While Lyonne's Nadia takes the 6 train back into the 1980s, where she inhabits the body of her mother, Barnett's Alan is transported to 1962 East Berlin where he lives as his grandmother Agnes (Carolyn Michell Smith), a student from Ghana studying in the Communist country. Barnett, an admitted "planner," dove into research about the African students who came to East Germany during the Soviet Era, historical context that he wishes the show had time to include. "This is my biggest complaint," he says. "If we had two more episodes, we could've gone a little deeper into that history."

charlie barnett
Photo by Cole Saladino for Thrillist

Barnett immediately understood the appeal of connecting with the past the way Alan does. He's talked to Lyonne about his experiences as an adoptee, and the piece of himself he feels he will never be able to know, despite his affection for his adoptive parents. But he was and is still, however, nervous about how Alan's storyline would be perceived. "I just couldn't stop thinking about being in that woman's position and a man living in her body, taking over," he says. "It felt really wrong. I mean, as much as I hate to admit it, I leaned in on it. Like, 'Alan, you're a dick. You're taking advantage of this.'"

He was less frightened about the potential queer interpretations of Alan's journey this year where Alan, in the body of his grandma, has a flirtation with a fellow student named Lenny (Sandor Funtek), who wants her to help him escape into West Berlin to see his family. "The queer side of it was not as difficult for me," he says. "Maybe because I am queer and I was a little more fluid in my own thoughts. But I don't think Alan is queer. I don't think that he was even exploring those options." He's open to everyone else's opinions, though.

Raised with a father as a boat builder and a sister who was a "fucking expert sailor" in Sarasota, Florida, Barnett quickly learned that the water wasn't his natural home. "I was very bad and also really impatient," he says "I mean, I would jump out of the boat and swim to the shore at times." To occupy him, his mother enrolled him in his community's arts programs, and that was that. He wanted to move to New York after watching Sex and the City. "Fuck Broadway. I was like, 'I just want to go see Sex and the City chicks,'" he remembers. "This is like gay 10-year-old me, pansexual me. I didn't know it then." Now, with Russian Doll, he stars in another show that treats the city as part of its narrative. One which, this time around, filmed some sequences in Budapest as they follow Nadia's journey to restore her family fortunes. The city also stood in for East Berlin as well as certain underground portions of New York.

charlie barnett
Photo by Cole Saladino for Thrillist

When Barnett is on location these days, he likes to find a food bank where he can work when he has time off. It's a pastime that was inspired by his father, who decided one day to start giving back by working with Meals on Wheels, that Barnett sought out in the early days of the pandemic. Volunteering wasn't possible in Budapest with COVID restrictions, but he would bring castmates along in Georgia as he was filming the NBC show Ordinary Joe. When he's in LA—he's been back and forth between there and Florida, helping his dad who recently had his leg amputated—he works at a women's shelter in Crenshaw and with another organization in the Valley.
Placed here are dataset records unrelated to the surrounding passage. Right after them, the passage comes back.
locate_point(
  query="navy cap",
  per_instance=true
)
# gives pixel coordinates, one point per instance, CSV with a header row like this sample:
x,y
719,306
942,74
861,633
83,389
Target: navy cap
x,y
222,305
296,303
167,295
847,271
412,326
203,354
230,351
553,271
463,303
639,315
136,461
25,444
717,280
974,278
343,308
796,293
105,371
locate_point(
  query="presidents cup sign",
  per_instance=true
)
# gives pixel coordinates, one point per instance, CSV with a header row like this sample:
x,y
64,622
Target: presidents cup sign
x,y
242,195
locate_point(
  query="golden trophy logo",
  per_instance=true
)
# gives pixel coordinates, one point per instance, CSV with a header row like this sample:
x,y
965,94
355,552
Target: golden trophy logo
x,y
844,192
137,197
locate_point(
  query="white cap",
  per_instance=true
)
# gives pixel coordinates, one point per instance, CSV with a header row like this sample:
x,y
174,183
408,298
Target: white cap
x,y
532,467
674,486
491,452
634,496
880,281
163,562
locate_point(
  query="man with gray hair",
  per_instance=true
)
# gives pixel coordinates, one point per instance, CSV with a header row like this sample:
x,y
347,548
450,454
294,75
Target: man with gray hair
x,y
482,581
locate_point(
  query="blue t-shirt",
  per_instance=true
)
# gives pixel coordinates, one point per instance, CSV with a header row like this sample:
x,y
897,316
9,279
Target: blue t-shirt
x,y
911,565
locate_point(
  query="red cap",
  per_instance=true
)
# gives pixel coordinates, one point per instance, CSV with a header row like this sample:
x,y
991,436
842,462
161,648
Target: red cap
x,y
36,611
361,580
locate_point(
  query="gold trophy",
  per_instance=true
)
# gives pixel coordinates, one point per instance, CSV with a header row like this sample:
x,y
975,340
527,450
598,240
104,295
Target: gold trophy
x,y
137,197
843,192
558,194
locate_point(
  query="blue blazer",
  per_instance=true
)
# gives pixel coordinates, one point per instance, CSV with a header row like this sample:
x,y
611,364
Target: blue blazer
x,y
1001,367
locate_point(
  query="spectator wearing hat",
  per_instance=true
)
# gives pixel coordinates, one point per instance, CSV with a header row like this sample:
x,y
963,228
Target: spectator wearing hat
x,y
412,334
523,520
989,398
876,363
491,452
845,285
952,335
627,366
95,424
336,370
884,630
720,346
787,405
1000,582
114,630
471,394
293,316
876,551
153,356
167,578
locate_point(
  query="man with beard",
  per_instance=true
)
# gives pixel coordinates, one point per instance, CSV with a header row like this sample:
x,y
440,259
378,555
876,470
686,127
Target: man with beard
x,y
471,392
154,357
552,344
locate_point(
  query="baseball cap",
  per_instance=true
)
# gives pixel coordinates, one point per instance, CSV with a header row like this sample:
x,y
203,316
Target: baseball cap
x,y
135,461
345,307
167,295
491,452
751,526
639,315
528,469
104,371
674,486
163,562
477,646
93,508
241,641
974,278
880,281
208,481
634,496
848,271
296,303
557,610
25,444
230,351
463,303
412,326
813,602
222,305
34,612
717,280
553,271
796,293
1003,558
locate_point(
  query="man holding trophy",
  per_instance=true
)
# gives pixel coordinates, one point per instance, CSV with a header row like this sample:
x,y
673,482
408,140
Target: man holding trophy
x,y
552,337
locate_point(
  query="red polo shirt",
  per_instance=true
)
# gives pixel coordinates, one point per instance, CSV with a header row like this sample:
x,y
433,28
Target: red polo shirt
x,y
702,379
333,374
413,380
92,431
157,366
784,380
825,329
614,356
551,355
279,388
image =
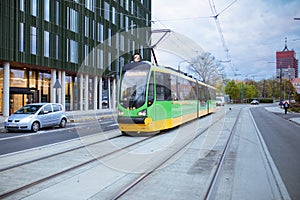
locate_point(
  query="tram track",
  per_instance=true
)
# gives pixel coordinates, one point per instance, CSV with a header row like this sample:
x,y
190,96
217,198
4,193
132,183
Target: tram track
x,y
42,180
214,173
65,170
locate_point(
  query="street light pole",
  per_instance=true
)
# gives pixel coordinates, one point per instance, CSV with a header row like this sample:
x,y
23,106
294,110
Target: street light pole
x,y
280,84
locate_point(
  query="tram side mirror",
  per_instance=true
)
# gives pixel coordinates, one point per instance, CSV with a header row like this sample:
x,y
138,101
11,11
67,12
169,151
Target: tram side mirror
x,y
105,84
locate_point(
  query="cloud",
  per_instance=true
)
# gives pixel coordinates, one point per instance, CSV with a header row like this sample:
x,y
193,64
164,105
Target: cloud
x,y
253,30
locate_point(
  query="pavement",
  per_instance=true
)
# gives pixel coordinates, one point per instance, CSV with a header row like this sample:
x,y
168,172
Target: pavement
x,y
293,117
254,168
77,116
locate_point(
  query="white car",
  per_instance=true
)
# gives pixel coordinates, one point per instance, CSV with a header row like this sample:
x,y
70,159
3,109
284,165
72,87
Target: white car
x,y
35,116
220,101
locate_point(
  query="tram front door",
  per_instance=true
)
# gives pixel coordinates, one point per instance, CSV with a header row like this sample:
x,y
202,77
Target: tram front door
x,y
20,97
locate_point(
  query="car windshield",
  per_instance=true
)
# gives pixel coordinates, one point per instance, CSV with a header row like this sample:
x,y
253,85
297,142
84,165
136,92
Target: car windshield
x,y
133,86
28,109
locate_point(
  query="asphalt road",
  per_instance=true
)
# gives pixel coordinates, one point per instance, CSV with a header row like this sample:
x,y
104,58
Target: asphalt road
x,y
282,138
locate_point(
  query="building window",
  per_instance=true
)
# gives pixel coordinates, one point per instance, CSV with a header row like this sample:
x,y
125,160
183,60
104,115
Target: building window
x,y
121,20
72,20
46,44
100,58
34,7
47,10
122,41
100,32
21,37
72,51
113,15
86,26
22,5
33,40
127,5
109,36
106,11
86,54
56,46
57,13
89,4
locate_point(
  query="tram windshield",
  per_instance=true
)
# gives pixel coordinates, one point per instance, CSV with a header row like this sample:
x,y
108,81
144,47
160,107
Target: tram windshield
x,y
133,85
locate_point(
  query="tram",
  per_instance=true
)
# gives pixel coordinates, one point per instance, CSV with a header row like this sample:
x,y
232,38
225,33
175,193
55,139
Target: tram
x,y
154,98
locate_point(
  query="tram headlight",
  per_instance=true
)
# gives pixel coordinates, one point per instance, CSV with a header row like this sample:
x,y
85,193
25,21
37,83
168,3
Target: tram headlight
x,y
142,113
121,113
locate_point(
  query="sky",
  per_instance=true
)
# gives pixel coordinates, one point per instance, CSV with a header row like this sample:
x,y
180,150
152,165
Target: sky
x,y
253,30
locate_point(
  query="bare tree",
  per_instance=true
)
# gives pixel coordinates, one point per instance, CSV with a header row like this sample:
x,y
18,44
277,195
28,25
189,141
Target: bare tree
x,y
205,66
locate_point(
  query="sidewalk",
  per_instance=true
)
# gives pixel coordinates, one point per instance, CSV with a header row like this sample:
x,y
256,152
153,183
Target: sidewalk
x,y
293,117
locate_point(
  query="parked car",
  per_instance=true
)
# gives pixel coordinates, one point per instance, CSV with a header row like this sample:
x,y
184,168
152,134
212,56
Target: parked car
x,y
34,116
254,102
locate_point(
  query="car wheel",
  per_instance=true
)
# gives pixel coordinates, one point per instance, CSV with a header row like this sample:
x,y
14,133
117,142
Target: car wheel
x,y
63,123
35,126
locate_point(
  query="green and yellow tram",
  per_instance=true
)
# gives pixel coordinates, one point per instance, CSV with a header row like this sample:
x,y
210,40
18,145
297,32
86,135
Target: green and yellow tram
x,y
153,98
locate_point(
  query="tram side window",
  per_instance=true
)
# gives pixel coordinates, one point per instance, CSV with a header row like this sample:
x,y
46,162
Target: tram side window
x,y
212,93
163,87
151,90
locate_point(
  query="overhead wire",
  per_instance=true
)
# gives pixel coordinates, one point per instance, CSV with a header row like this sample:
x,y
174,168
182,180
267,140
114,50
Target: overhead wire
x,y
215,16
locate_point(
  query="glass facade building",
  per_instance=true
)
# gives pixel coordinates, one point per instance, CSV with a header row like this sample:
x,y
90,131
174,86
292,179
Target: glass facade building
x,y
68,51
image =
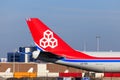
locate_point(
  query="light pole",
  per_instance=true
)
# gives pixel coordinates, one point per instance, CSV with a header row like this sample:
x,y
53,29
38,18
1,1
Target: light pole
x,y
98,42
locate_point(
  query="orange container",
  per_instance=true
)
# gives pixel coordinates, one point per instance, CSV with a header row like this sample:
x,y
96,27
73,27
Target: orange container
x,y
24,74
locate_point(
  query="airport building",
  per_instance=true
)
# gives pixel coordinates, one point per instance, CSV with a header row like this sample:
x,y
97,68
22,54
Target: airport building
x,y
21,64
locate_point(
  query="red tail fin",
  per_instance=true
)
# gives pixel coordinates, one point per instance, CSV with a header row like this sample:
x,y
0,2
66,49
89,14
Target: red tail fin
x,y
45,38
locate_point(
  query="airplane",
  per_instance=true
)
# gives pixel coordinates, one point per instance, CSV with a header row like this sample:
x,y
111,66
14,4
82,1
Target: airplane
x,y
51,48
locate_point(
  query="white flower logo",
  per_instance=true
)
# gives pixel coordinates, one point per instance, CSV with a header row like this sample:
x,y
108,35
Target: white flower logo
x,y
48,40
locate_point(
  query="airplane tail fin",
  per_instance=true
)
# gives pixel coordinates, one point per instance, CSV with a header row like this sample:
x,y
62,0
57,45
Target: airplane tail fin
x,y
46,39
8,70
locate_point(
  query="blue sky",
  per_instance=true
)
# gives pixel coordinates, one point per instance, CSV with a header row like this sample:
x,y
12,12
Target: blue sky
x,y
77,22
"Working at food banks is one of those things I suggest to every actor I ever work with," he says. "I'm like, 'You want to go pick up some cool characters? Go work at a food bank.'" He'll sit and cut his carrots and observe the other volunteers, everyone from churchgoers to teens trying to complete community service requirements. It's another way to make sense of his chosen profession.

Maybe it's fate that Barnett landed on Russian Doll, a show that persistently asks the kind of questions in which he's interested. For now, he's decided to embrace dichotomies: "I'm biracial. I'm pansexual. I really believe in dualities of life. I really believe you can be happy and sad at the same time. This is a Chekhovian world, y'all. Let's accept it."